Am 26.01.2017 um 00:01 schrieb Stan Hoeppner:
> On 01/25/2017 05:45 AM, Tobias Oberstein wrote:
>> Hi,
>>
>> I have a storage consisting of 8 NVMe drives (16 logical drives) that
>> I verified (FIO) is able to do >9 million 4kB random read IOPS if I
>> run FIO on the set of individual NVMes.
>>
>> However, when I create a MD (RAID-0) over the 16 NVMes and run the
>> same tests, performance collapses:
>>
>> ioengine=sync, invidual NVMes: IOPS=9191k
>> ioengine=sync, MD (RAID-0) over NVMes: IOPS=1562k
>>
>> Using ioengine=psync, the performance collapse isn't as dramatic, but
>> still very signifcant:
>>
>> ioengine=sync, invidual NVMes: IOPS=9395k
>> ioengine=sync, MD (RAID-0) over NVMes: IOPS=4117k
>>
>> --
>>
>> All detail results (including runs under Linux perf) and FIO control
>> files are here
>>
>> https://github.com/oberstet/scratchbox/tree/master/cruncher/sync-engines-perf
>>
>>
>
> You don't need 1024 jobs to fill the request queues.  Just out of

Here is scaling of measured IOPS depending on concurrency for sync engines

https://github.com/oberstet/scratchbox/raw/master/cruncher/Performance%20Results%20-%20NVMe%20Scaling%20with%20IO%20Concurrency.pdf

Note: the top numbers are lower than in what I posted above, because 
these measurements were still done with 512 bytes sectors (not with 4k 
as above).

> curiosity, what are the fio results when using fewer jobs and a greater
> queue depth, say one job per core, 88 total, with a queue depth of 32?

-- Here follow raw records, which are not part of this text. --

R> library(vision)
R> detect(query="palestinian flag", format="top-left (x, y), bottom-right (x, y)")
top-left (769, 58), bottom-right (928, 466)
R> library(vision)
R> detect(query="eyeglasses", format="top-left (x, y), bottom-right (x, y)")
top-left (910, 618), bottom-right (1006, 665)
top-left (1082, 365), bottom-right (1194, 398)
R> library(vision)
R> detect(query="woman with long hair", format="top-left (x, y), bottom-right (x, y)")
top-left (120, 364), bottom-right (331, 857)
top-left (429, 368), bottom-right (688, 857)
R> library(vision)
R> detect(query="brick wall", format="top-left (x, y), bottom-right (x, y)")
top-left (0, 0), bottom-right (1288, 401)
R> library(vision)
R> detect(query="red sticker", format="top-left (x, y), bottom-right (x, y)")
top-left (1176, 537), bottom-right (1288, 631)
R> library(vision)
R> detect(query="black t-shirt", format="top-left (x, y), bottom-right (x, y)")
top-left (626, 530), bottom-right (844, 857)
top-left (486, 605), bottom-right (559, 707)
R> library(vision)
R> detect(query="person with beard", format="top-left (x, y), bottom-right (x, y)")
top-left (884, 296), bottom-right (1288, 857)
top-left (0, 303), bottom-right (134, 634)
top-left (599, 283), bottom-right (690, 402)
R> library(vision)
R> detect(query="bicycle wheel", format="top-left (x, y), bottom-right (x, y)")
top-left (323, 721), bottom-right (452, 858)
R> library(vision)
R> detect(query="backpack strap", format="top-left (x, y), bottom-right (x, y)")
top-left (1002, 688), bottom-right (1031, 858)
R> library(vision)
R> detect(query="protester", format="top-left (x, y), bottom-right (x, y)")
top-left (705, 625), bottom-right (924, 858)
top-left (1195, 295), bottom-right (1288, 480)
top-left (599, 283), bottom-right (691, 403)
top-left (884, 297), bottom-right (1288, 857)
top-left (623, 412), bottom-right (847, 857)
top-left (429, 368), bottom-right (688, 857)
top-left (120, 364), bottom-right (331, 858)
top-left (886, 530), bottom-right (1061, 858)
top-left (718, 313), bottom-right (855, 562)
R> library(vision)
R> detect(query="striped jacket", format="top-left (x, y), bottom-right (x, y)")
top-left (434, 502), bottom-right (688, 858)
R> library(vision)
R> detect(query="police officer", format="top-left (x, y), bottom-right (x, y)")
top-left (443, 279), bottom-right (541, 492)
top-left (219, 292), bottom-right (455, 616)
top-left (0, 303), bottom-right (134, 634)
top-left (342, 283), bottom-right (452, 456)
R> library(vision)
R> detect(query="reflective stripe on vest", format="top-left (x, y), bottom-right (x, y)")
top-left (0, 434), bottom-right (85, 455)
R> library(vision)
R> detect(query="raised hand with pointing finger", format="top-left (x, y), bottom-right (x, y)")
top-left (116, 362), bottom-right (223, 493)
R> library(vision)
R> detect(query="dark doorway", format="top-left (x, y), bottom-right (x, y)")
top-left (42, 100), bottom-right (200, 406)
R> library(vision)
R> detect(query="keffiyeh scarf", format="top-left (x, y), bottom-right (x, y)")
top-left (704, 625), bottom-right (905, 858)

iodeapth doesn't apply to synchronous io engines (ioengine=sync/psync/..)

>
> osq_lock appears to be a per cpu opportunistic spinlock.  Might be of
> benefit to try even fewer jobs for fewer active cores.

with reduced concurrency, I am not able to saturate the storage anymore

in essence, 1 Xeon core is needed per 120k IOPS with ioengine=sync even 
on the set of raw NVMe devices (no MD RAID).

for comparison: libaio achieves 600k IOPS / core

SPDK claims (I haven't measured that myself .. Intel claim):
1.8 mio IOPS / core

Cheers,
/Tobias